CREEP (alternate version)

She wanted it badly, but even she couldn’t honestly say that she needed it. She already had a nice house that was a couple of blocks from the beach. She was extremely fortunate to have done so on a teacher’s salary. She had bought it back in 1996 at the bottom of the market before the prices had begun their inexorable creep up to the giddy precipices they now occupy. It was almost like magic. She had set her intention and then the obstacles between her and her dream had fallen one by one.

She had no credit and no means of putting together a down payment, but the childless widow whom she rented from simply doted on her and after a couple of years created a rent-to-own deal for her where she treated all of the rent that had already been received as a down payment and every month’s rent thereafter would chip away at the principal. When the old woman died, five years later, the reading of her will revealed that she had gifted the remainder of the mortgage to her tenant as a final act of generosity. Maribel was a very lucky woman.

But not entirely. Luck wasn’t something that she received passively. She marshalled it. Her father had explained to her that life was like a game that involves both chance and skill. When he had been sixteen, the son of some hard-knotted Fresno farm workers, he had an overpowering desire for a car. He had taken the small pewter figurine that was shaped like a car out of the family’s Monopoly game and carried it around with him like a talisman, willing it to manifest itself in his life. His family, sensible folk, shook their heads and encouraged him to get a job and start saving so that he might have a used car by the time he was in his twenties.

A local dealership, Ronnie Mullen Ford, had a competition. Whoever could keep their hand on a brand-new, robin’s egg blue 1958 Ford Thunderbird the longest could drive it home. It was a true test of endurance, with no breaks allowed for sleeping, eating, restroom or stretching the legs. All activities necessary for survival had to take place with one hand remaining at all times on the roof of the car. This position was chosen specifically because it would cause the most stress to the participants.

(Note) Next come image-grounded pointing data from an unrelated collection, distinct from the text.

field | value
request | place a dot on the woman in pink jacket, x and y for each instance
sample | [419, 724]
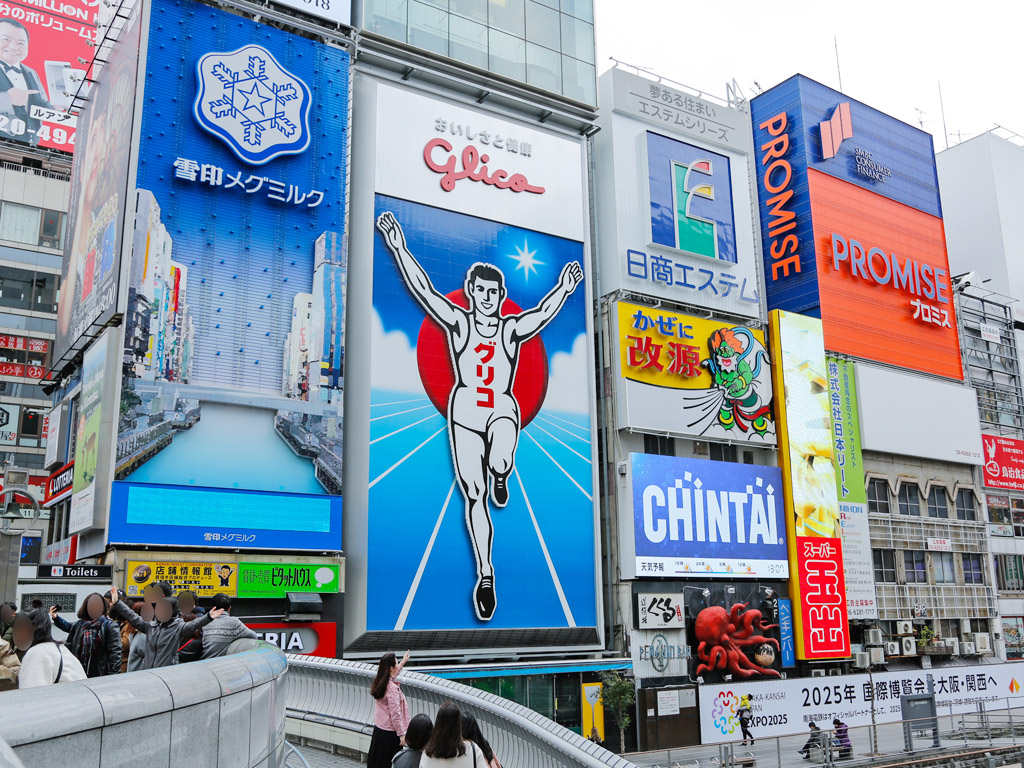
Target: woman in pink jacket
[390, 713]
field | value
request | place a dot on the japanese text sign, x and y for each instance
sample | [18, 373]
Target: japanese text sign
[701, 376]
[809, 478]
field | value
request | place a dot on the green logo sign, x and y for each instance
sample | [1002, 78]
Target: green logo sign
[275, 580]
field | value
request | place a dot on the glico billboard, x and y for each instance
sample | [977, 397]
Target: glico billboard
[852, 226]
[229, 428]
[480, 414]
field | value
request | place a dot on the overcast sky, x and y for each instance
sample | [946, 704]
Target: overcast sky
[893, 54]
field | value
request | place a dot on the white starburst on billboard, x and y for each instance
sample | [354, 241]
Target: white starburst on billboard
[526, 259]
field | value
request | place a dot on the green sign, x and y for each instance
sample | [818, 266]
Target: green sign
[275, 580]
[846, 431]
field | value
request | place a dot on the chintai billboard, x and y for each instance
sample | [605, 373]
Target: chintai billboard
[230, 422]
[480, 433]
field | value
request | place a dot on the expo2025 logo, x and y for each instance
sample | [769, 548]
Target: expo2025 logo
[253, 103]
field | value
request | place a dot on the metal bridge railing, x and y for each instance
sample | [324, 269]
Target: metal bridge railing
[337, 693]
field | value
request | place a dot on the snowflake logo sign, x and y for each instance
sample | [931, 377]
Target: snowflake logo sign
[253, 103]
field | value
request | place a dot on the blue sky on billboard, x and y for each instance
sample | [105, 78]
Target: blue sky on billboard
[802, 37]
[544, 536]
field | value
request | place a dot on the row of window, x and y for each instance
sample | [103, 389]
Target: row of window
[915, 570]
[31, 225]
[908, 501]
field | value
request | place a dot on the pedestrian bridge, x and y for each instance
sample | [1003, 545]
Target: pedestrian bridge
[238, 711]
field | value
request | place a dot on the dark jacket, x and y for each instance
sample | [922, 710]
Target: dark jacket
[108, 659]
[34, 83]
[162, 638]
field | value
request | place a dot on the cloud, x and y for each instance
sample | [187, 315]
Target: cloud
[393, 360]
[568, 383]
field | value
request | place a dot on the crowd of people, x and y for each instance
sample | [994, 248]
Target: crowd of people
[454, 739]
[113, 636]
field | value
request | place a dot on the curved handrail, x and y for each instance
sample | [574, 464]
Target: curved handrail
[337, 691]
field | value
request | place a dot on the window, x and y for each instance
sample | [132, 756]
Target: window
[965, 505]
[908, 499]
[972, 568]
[885, 565]
[937, 505]
[1009, 572]
[878, 496]
[944, 570]
[658, 444]
[913, 563]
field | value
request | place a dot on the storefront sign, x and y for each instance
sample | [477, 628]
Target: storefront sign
[205, 579]
[659, 653]
[849, 465]
[814, 531]
[276, 580]
[659, 610]
[101, 573]
[707, 519]
[1004, 466]
[58, 484]
[694, 376]
[782, 708]
[307, 638]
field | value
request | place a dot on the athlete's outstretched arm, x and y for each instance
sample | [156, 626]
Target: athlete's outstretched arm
[531, 322]
[416, 278]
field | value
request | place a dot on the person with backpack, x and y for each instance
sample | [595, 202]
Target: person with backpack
[93, 639]
[165, 635]
[45, 662]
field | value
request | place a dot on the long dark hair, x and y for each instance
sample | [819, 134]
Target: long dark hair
[446, 740]
[379, 687]
[471, 730]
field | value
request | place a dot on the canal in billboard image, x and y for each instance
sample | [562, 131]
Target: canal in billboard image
[231, 397]
[708, 519]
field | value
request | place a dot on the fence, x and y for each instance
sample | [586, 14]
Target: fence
[329, 699]
[995, 725]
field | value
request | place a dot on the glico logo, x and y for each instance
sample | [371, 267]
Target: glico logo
[691, 185]
[253, 104]
[474, 168]
[836, 130]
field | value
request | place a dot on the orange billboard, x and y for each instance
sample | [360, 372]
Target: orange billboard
[884, 283]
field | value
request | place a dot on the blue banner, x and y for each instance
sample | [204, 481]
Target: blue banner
[708, 519]
[785, 633]
[230, 421]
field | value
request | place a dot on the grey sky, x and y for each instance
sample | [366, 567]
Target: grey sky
[893, 54]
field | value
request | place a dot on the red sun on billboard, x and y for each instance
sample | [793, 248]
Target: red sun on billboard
[434, 363]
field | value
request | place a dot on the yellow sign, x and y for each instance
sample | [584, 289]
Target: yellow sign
[593, 711]
[722, 373]
[205, 579]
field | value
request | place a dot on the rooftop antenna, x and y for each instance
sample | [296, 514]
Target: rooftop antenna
[839, 71]
[942, 108]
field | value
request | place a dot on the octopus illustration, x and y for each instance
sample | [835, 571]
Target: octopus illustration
[723, 636]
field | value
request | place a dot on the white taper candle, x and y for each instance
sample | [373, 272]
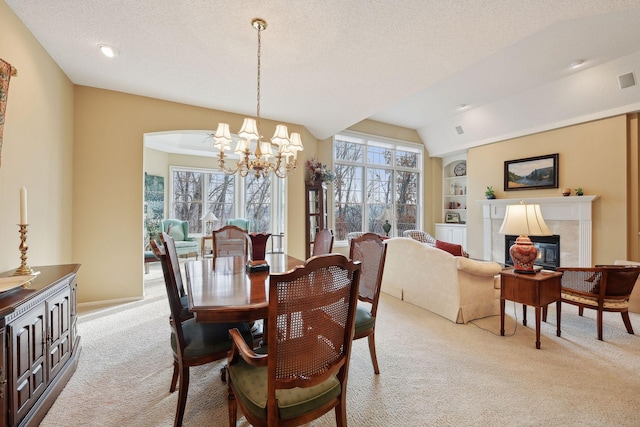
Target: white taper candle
[23, 206]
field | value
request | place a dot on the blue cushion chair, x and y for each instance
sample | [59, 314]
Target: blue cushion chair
[185, 246]
[242, 223]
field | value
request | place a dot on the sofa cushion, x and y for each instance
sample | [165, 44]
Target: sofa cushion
[177, 233]
[452, 248]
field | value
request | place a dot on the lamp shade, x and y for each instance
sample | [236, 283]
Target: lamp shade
[209, 216]
[524, 220]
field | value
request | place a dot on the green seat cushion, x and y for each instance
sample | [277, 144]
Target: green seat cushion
[364, 320]
[203, 339]
[251, 387]
[177, 233]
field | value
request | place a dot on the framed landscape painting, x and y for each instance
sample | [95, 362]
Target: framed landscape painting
[531, 173]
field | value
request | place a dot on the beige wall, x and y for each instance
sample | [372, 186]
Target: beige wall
[108, 189]
[592, 156]
[37, 151]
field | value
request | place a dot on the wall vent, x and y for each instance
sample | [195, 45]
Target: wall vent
[626, 80]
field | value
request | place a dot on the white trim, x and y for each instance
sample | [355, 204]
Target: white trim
[573, 208]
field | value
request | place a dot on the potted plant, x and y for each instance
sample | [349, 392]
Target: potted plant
[489, 193]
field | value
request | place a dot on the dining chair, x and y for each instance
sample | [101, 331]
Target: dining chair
[230, 240]
[371, 251]
[323, 242]
[310, 327]
[602, 288]
[193, 343]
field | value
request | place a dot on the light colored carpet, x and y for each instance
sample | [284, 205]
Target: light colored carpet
[433, 372]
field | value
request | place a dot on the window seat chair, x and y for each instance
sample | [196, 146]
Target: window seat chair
[185, 246]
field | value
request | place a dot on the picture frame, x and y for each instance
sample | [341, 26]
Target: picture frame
[452, 217]
[531, 173]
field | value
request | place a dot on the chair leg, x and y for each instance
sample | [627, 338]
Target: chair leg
[182, 396]
[627, 321]
[174, 378]
[232, 405]
[341, 414]
[599, 322]
[372, 351]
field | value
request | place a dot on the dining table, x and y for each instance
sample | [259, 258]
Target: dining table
[221, 289]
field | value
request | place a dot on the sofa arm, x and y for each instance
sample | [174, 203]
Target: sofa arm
[479, 268]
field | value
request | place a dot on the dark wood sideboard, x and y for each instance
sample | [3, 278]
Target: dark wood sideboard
[40, 343]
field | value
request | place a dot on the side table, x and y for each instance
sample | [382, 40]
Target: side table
[537, 290]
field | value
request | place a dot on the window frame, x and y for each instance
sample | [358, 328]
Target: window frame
[367, 140]
[278, 189]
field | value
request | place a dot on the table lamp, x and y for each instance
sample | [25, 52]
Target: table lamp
[524, 221]
[208, 218]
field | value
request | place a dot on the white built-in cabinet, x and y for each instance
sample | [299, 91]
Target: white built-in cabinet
[453, 229]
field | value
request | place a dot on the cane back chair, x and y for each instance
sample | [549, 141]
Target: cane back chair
[310, 333]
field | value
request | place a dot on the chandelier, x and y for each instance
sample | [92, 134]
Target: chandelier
[262, 161]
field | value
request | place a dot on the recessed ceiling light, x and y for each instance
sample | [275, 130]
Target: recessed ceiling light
[577, 64]
[108, 51]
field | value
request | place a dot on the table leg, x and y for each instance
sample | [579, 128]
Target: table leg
[558, 310]
[538, 327]
[502, 316]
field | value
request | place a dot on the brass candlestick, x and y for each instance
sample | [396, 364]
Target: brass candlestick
[24, 269]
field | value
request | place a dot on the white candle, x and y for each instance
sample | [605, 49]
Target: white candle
[23, 206]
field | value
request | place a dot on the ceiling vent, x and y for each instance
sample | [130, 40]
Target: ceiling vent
[626, 80]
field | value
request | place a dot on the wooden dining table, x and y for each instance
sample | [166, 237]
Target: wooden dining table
[222, 290]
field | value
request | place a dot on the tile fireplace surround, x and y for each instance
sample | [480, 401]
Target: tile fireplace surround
[569, 217]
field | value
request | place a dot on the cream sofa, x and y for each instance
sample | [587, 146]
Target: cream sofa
[457, 288]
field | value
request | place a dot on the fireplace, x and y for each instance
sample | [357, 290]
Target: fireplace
[569, 217]
[548, 250]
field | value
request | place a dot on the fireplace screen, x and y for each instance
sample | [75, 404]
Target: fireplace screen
[548, 250]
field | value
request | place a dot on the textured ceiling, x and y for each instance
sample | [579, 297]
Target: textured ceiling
[329, 64]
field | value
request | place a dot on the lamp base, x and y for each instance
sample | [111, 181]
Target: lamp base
[523, 254]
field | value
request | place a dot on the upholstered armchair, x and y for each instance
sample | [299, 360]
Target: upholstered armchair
[185, 246]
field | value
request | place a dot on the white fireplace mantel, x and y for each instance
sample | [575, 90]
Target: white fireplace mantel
[572, 208]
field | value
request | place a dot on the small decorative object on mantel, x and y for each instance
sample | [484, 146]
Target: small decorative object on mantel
[490, 193]
[6, 72]
[319, 172]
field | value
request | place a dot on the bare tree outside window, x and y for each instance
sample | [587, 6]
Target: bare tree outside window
[187, 198]
[388, 176]
[258, 202]
[221, 197]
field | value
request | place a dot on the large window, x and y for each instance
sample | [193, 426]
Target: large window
[194, 192]
[375, 179]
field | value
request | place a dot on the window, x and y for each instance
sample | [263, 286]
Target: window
[194, 192]
[374, 175]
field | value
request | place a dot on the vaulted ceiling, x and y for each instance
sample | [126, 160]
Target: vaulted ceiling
[329, 64]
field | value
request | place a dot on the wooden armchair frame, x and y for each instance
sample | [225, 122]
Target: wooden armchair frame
[602, 288]
[371, 250]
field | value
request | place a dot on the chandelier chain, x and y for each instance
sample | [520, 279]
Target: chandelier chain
[258, 83]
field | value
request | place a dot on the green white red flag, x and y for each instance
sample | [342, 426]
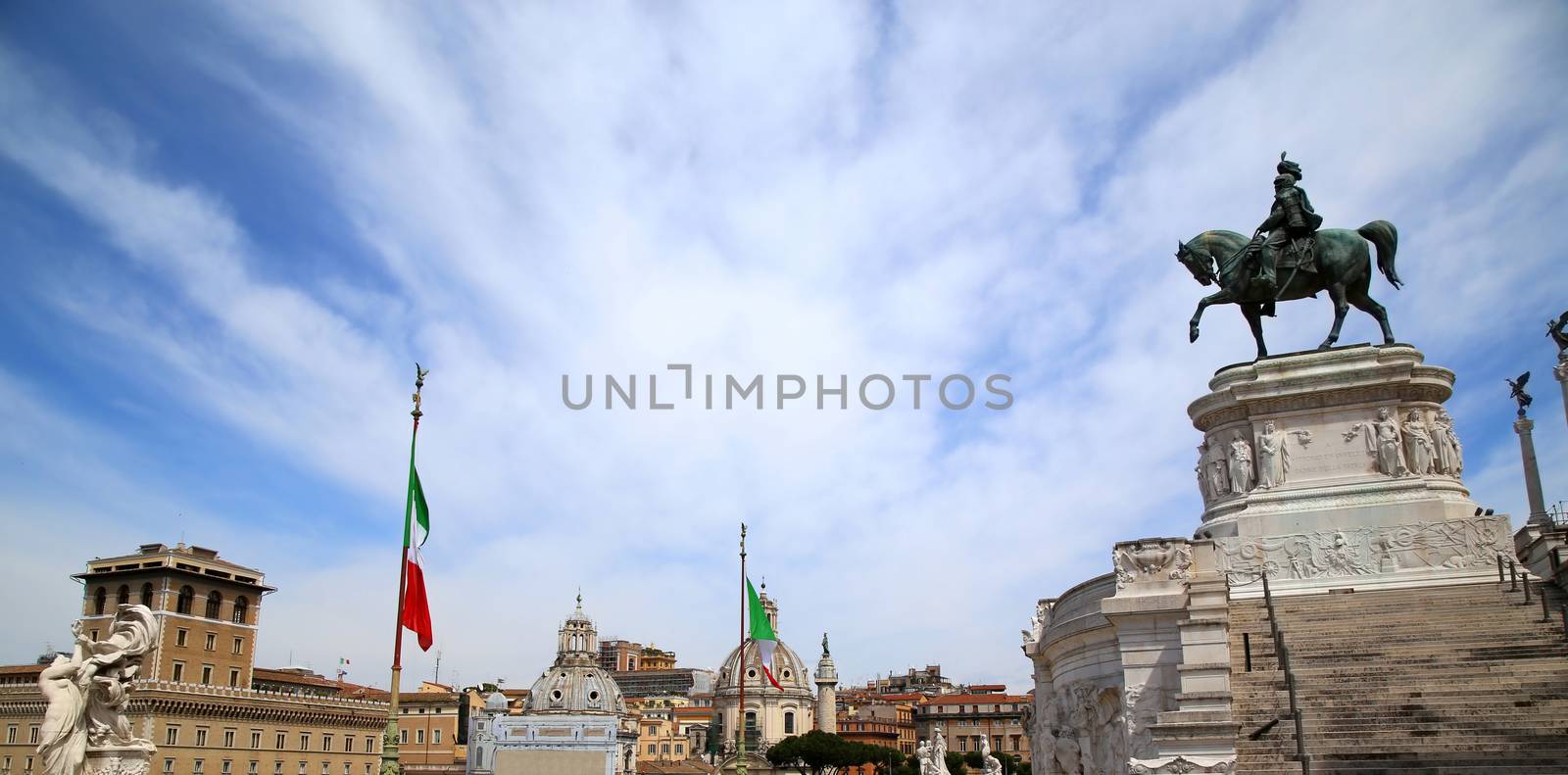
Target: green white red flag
[760, 633]
[416, 605]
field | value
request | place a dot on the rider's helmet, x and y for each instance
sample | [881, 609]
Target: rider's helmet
[1291, 169]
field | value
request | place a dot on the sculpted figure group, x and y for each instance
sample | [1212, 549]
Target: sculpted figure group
[88, 691]
[1415, 444]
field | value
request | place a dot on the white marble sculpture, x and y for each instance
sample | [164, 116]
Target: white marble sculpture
[88, 691]
[1241, 467]
[1274, 457]
[1419, 451]
[1450, 454]
[1217, 467]
[988, 764]
[1387, 446]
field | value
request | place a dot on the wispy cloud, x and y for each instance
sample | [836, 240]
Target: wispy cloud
[519, 193]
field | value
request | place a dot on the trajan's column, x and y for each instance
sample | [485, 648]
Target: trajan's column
[827, 691]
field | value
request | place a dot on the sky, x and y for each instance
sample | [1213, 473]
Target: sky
[231, 229]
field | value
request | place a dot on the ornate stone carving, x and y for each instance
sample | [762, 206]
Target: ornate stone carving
[1152, 560]
[1180, 764]
[1421, 454]
[1452, 543]
[86, 692]
[1385, 443]
[1450, 454]
[1082, 731]
[1274, 457]
[1241, 467]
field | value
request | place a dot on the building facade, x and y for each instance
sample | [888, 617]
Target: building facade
[964, 719]
[203, 702]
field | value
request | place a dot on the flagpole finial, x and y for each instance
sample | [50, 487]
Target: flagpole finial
[419, 385]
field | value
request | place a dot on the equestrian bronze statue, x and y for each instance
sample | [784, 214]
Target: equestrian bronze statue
[1294, 261]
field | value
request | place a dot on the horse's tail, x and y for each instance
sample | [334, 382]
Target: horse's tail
[1385, 237]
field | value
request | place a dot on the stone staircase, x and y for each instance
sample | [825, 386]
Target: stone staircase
[1439, 680]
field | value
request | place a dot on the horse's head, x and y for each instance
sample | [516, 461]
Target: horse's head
[1199, 263]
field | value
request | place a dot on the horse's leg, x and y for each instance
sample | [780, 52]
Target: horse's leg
[1217, 299]
[1337, 292]
[1254, 320]
[1363, 302]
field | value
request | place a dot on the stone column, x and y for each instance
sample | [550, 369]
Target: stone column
[1533, 472]
[827, 694]
[1562, 378]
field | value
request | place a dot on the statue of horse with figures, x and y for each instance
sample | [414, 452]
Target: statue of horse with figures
[1343, 268]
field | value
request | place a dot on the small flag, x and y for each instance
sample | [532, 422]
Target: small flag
[416, 605]
[762, 633]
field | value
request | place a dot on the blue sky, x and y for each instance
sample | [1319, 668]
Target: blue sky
[231, 229]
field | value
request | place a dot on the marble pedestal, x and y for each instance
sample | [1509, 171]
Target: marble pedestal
[1358, 495]
[118, 759]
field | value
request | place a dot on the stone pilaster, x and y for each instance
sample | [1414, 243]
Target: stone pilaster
[1172, 626]
[1533, 474]
[1562, 378]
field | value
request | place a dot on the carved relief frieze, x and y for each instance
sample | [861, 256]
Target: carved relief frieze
[1152, 560]
[1363, 551]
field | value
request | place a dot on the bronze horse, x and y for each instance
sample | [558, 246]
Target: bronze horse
[1345, 270]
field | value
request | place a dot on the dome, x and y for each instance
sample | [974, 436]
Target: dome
[788, 668]
[576, 683]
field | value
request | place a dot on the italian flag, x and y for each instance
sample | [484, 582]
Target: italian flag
[416, 607]
[760, 633]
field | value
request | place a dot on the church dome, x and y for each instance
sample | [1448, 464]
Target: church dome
[791, 672]
[576, 683]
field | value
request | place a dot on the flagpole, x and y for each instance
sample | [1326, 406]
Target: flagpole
[741, 662]
[389, 756]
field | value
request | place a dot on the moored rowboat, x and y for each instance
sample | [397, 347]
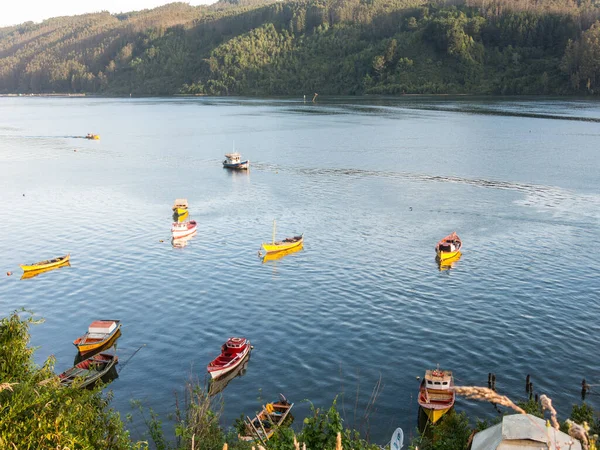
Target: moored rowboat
[265, 423]
[232, 355]
[182, 229]
[100, 333]
[448, 247]
[46, 264]
[436, 395]
[90, 370]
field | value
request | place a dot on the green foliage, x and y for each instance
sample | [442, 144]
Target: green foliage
[37, 412]
[264, 47]
[451, 432]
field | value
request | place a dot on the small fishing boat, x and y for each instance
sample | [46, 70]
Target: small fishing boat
[46, 264]
[180, 206]
[180, 217]
[182, 229]
[448, 247]
[274, 256]
[35, 273]
[100, 333]
[182, 242]
[89, 370]
[264, 424]
[436, 395]
[218, 384]
[232, 355]
[234, 161]
[286, 244]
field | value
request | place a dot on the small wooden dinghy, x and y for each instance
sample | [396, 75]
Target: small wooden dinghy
[286, 244]
[262, 427]
[234, 161]
[448, 247]
[101, 333]
[35, 273]
[182, 229]
[218, 384]
[436, 395]
[232, 355]
[180, 206]
[90, 370]
[46, 264]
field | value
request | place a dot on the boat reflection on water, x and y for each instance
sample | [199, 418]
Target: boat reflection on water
[218, 384]
[449, 263]
[35, 273]
[279, 255]
[182, 241]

The young man who would one day become Maribel’s father prepared by holding the Monopoly piece in his hand while picturing himself opening the door of the vehicle, the new-car smell of outgassing vinyl wafting over him seductively as he slides behind the wheel, puts the key in the ignition and feels a momentary shudder as the powerful engine roars to life. He also bought a pair of hip-waders from a fishing supply store. You must understand that adult protective undergarments were not introduced to the public until 1978, so he had to improvise. Needless to say, 56 hours after the contest began, his last rival fell asleep where he stood, lifting his hand from the car’s roof as he slipped to the ground. Maribel’s father was the winner, standing in what amounted to a sack of effluent that reached to his waist. He had hoped that the kids at school would start calling him “T-bird” instead of Virgil, a name he despised. Instead, there are still alumni from that rural high school that refer to him as “Shit-stain.”

The day before Maribel’s landlady had made her the incredible rent-to-own offer on her property, Maribel had found a Monopoly piece on the floor of her classroom. Not one of the nice pewter game tokens, but one of the little plastic houses that you place on a property in order to be able to charge rent. She gripped it now as she pictured her new waterfront property with a completely unobstructed view of San Francisco Bay. It was just a matter of finding the property, selling the house that she had gained so fortuitously, and using the proceeds to purchase her new dream.

Californians had long anticipated widespread property destruction, but they always figured that it would come from “The Big One,” a sudden seismic event of great intensity, but the truth was much more prosaic. Tremendous ice shelves had calved off of the shores of Antarctica and they took a while to melt. There were no tsunamis or flash floods, just a slow creeping of the high-tide mark up the sand toward the road. Then over it. The constant urging of the tide slowly pulled apart the roadway and began to undermine the foundations of the houses that fronted it. Residents had their houses red-tagged and were forced to leave, the lucky ones bearing insurance settlements to help them start again elsewhere.

Maribel received several offers far in excess of what she was asking, but she was no longer inclined to sell. She sat on her back deck watching the sun sparkle on the water as the surf lapped gently at the foundations of her former neighbors’ homes.